Monday, March 06, 2006

"The trouble is abortion, once again."

Hat tip to Eric Scheske

Joseph Bottom over at FIRST THINGS' On the Square observes:
The trouble is abortion, once again. After John Kerry’s defeat in 2004, you could hardly shake a stick without whacking some Democratic figure or another who was insisting that their party needed to—or was about to—get back into the religion business. The success of Jim Wallis’ book God’s Politics was a sign, and now Amy Sullivan has published an article in the Washington Monthly that claims the re-spiritualizing of the Democrats is just around the corner.

That may be the last piece missing for the return of the Left to power. The polls show Republicans in serious trouble, and the moveon.org extremists in the Democratic party are boiling with fury at the Bush administration. An economic downturn, no progress in Iraq, a few more Republican screw-ups, and the Democrats are in.

Or, rather, almost in, for as long as the evangelicals and pro-life Catholics refuse to vote for them, the Democrats can’t make the enormous gains they need to overcome the demographic trends that have been against them for decades. If the religious voters get disgusted enough to stay home on Election Day this year, the Democrats will certainly make some gains. But until they get a good chunk of the believers to vote for them, they’re going to remain on the fringes of power.

And the trouble is abortion, for the Democrats are pinned by it. Although NARAL may have an ordained Methodist minister to act as its official chaplain, there is, in truth, no serious or large-scale group of religious voters who actively support abortion. The Democrats left it too long. Perhaps too much has been made of the Clintons’ banning of Pennsylvania’s pro-life governor Bob Casey from the dais of the Democratic party’s convention in 1992. Republican candidates have been using the incident to motivate voters across the nation for more than a decade, and it may have gotten a little stale.

Still, there genuinely was something iconic about that moment: An astute political observer in 1973 could have predicted that Roe v. Wade would eventually be translated into America’s two-party system—with one party that, whatever its other commitments, gathered up the anti-abortion voters, and the other party that, whatever its other commitments, gathered up the pro-abortion voters. It took almost twenty years, but by 1992 the work was done. And since Casey’s banning in 1992, there has not been a single Democrat with national prominence who stands strongly against abortion. When John Kerry told an interviewer during the 2004 election that he was personally opposed to abortion, the problem wasn’t that he was lying. The problem was that no one believed him.
In other words, unless the Democratic party ceases to make the sacrament of abortion its Raison D'etre, Democrats will remain the perpetual also-rans of national politics. The prospects of the DNC actually doing this are directly proportional to the next N'oreaster in Hell. The ka-ching and AI/moloch-worship factors are just too high. The loss of NARAL dollars alone would cripple some important senate candidates. The Democratic Party simply will not abandon abortion.
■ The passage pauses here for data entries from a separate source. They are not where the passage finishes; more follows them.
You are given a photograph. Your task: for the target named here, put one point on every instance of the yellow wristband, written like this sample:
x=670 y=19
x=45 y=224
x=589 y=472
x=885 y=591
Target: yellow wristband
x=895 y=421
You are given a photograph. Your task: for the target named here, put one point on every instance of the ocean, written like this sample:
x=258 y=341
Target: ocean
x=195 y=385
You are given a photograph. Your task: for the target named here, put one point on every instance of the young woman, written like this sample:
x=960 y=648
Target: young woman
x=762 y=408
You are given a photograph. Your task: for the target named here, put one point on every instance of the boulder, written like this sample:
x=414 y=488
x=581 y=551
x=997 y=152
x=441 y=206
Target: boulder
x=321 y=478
That's why they'll continue to lose traditional voters from their party. That's why faithful Catholics will continue to jump ship in droves. That's why 55 Democrats in Congress desperately want fellow Catholics to believe they're sincere co-religionists--and that voting for them, in spite of many of their pro-abortion positions, isn't a moral problem. They fool only themselves. The poll numbers demonstrate this more every time.

If the Democrats wish to survive, they had better face reality. Abortion has become the anchor tied to their neck. How much longer can the party hold its breath?